The Contemporary Art Museum, on the other hand, will be designed by Ghotmeh, who is behind London’s Serpentine Pavilion, which was unveiled in June. She is renowned for her agility in marrying the realms of architecture, art, and design.

Ghotmeh’s plan for the museum also incorporates the singular aesthetic beauty of AlUla’s natural landscape, its lush oasis, and ancient rocky formations. The structure, she explains, will be in the form of a series of garden pavilions, offering “a constant interplay between art and nature.”

The Contemporary Art Museum collection, which will constitute the primary art museum in AlUla, will comprise a core collection of works by artists from regions situated along the Red Sea, the Arabian Sea, and the eastern Mediterranean.

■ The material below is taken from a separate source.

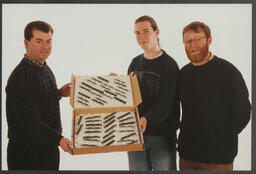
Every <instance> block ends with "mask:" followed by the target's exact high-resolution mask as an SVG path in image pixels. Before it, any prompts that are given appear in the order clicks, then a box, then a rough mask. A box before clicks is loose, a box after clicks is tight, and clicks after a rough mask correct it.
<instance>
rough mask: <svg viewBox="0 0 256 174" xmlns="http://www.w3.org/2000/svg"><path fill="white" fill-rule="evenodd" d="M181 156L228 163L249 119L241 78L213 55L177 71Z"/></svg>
mask: <svg viewBox="0 0 256 174" xmlns="http://www.w3.org/2000/svg"><path fill="white" fill-rule="evenodd" d="M179 92H180V100H181V104H182V121H181V128H180V135H179V143H178V150H179V155H180V157H181V158H183V159H186V160H191V161H196V162H201V163H213V164H228V163H232V162H233V160H234V157H235V156H236V155H237V149H238V147H237V146H238V134H239V133H240V132H241V131H242V130H243V129H244V127H245V126H246V125H247V123H248V122H249V119H250V109H251V105H250V102H249V100H248V90H247V88H246V84H245V82H244V80H243V77H242V75H241V73H240V72H239V70H237V69H236V68H235V67H234V66H233V65H232V64H231V63H229V62H228V61H226V60H223V59H221V58H218V57H216V56H214V58H213V59H212V60H210V61H209V62H207V63H206V64H204V65H201V66H193V65H192V64H191V63H189V64H187V65H186V66H184V67H183V68H182V69H181V71H180V86H179Z"/></svg>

“We’re focusing on artists of the 21st century, who come from the regions adjoining these bodies of water, or have deep, long-standing connections with them,” said Iwona Blazwick, the chair of the Royal Commission for AlUla’s Public Art Expert Panel, during an announcement about the museums in Venice. The second collection is called Continents, comprising artists from Africa, Asia, Europe, North America, Oceania, and South and Central America, while a third will present a series of land artworks.

Both museums aim to further celebrate AlUla’s role as a contemporary and ancient place for cultural and economic exchange at the confluence of present and past civilisations.